Ailinn Solomons and Kevern Cowan live on an island off the coast of England about 50 or 60 years from now.  Something terrible has happened and there has been a clampdown on any kind of ethnic identity or prejudice of many sorts.  So there is no ethnic violence but domestic violence skyrockets.

Kevern has lived in Port Reuben all his life.  Ailinn has recently moved in. It seems they are “meant to” meet,  fall in love, etc.

I did care about Kevern and Ailinn – they seem to be quite robust as characters with distinct personalities and idiosyncrasies.

But for the others I’d have to say no – they’re included to present their thoughts and experience of the world as Jacobson has invented it.

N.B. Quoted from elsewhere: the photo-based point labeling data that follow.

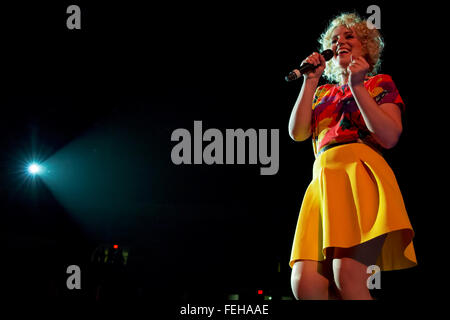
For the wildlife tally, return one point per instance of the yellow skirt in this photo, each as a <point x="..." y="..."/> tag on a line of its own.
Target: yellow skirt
<point x="353" y="198"/>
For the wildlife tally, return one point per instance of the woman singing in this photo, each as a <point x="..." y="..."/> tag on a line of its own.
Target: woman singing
<point x="352" y="215"/>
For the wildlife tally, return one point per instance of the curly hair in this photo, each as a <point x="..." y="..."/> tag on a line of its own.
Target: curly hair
<point x="371" y="40"/>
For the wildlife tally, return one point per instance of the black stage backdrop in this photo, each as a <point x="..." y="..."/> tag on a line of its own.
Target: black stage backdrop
<point x="97" y="106"/>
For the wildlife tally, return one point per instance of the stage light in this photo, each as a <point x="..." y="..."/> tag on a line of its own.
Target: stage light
<point x="34" y="168"/>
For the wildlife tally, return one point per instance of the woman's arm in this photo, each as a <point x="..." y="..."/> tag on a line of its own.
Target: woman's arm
<point x="300" y="120"/>
<point x="383" y="121"/>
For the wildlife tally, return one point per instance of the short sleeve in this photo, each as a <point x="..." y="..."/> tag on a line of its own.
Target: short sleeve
<point x="320" y="93"/>
<point x="384" y="90"/>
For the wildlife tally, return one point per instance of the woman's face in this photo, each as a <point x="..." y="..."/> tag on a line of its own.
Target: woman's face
<point x="345" y="44"/>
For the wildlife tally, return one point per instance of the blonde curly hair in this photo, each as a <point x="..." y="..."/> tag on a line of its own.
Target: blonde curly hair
<point x="371" y="40"/>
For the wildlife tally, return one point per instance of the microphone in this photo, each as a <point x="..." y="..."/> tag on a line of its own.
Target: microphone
<point x="307" y="67"/>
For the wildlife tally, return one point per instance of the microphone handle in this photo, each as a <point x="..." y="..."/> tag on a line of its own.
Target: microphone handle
<point x="296" y="73"/>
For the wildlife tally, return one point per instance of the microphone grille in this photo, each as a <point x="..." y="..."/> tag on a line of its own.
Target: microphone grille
<point x="328" y="54"/>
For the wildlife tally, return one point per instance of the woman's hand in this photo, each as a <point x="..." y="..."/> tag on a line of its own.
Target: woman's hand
<point x="357" y="70"/>
<point x="315" y="59"/>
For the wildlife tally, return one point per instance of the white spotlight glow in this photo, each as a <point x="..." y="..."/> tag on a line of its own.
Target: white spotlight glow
<point x="34" y="168"/>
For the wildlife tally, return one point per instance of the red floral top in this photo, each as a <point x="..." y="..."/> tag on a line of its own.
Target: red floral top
<point x="336" y="117"/>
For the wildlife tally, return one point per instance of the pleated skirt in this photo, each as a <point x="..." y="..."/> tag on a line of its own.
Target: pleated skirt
<point x="353" y="198"/>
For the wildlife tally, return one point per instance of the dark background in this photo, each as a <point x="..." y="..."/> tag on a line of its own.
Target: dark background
<point x="142" y="71"/>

I read Aldous Huxley’s old novel “Island” not too long ago.  That was so stupid.  The story was developed simply to convey Huxley’s ideas about a utopia which goes bad.  There was no plot really – something about saving this utopia from the concerns of the world – a guy lands in it and is shown around while the Raj and his mother the queen go about undermining the place with their desire to sell oil and bring western values in. The other characters just show the new guy all the love and peace and sharing and sex and excellent health, child care,  and spirituality the islanders have.   Huxley thought this was his best book.

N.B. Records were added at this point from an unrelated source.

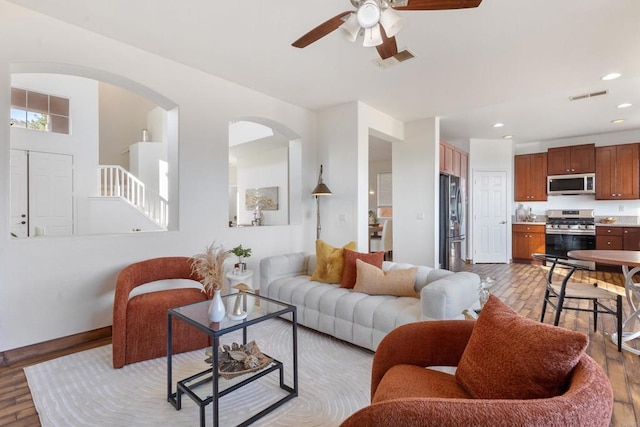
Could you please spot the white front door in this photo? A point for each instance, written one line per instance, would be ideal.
(19, 207)
(490, 217)
(50, 194)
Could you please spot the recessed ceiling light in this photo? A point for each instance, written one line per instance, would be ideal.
(611, 76)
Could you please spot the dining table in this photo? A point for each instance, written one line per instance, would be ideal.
(630, 263)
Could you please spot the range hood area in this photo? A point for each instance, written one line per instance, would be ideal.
(560, 185)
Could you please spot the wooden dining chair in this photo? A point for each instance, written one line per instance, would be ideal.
(566, 294)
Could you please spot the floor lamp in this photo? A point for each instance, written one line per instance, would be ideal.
(320, 190)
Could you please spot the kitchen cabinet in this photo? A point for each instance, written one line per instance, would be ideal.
(530, 177)
(609, 238)
(453, 160)
(571, 159)
(446, 158)
(617, 172)
(527, 239)
(631, 239)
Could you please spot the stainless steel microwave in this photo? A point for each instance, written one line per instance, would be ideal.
(571, 184)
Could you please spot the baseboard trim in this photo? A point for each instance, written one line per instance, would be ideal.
(10, 357)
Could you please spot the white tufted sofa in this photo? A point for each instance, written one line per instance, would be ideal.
(359, 318)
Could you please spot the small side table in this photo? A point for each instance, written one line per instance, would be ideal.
(234, 278)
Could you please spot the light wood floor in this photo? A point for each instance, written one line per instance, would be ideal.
(520, 286)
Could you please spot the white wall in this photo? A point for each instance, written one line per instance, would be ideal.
(338, 153)
(415, 193)
(374, 169)
(123, 115)
(54, 287)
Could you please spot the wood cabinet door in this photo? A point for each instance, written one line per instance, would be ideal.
(457, 162)
(605, 173)
(627, 180)
(583, 158)
(559, 160)
(522, 167)
(631, 239)
(538, 177)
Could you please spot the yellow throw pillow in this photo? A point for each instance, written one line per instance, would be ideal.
(330, 262)
(373, 281)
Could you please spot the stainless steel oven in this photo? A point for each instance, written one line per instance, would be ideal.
(568, 230)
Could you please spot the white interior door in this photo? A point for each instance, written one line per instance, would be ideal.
(490, 217)
(50, 194)
(19, 193)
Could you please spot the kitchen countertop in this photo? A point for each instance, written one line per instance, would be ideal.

That’s what tends to happen when the author’s goal is to sell an idea rather than a story.

Fortunately,  Jacobson is not Huxley (lol) but he likes to play with ideas as well as tell stories.  So he essentially built a world (an important part of sci-fi and dystopian fiction) around one basic “what if” idea – what if there were a community without any racial/ethnic prejudices at all – none – and developed that world as completely as he could.

But the creation of that world took precedence over storyline and characters.  The world is pretty good, but the plot is in hiding (I think it could have been much better) and the characters are for the most part mouthpieces for individual views of that world.  –  I’m thinking of Esme, Gutkind, the barber-historian, the professor, etc.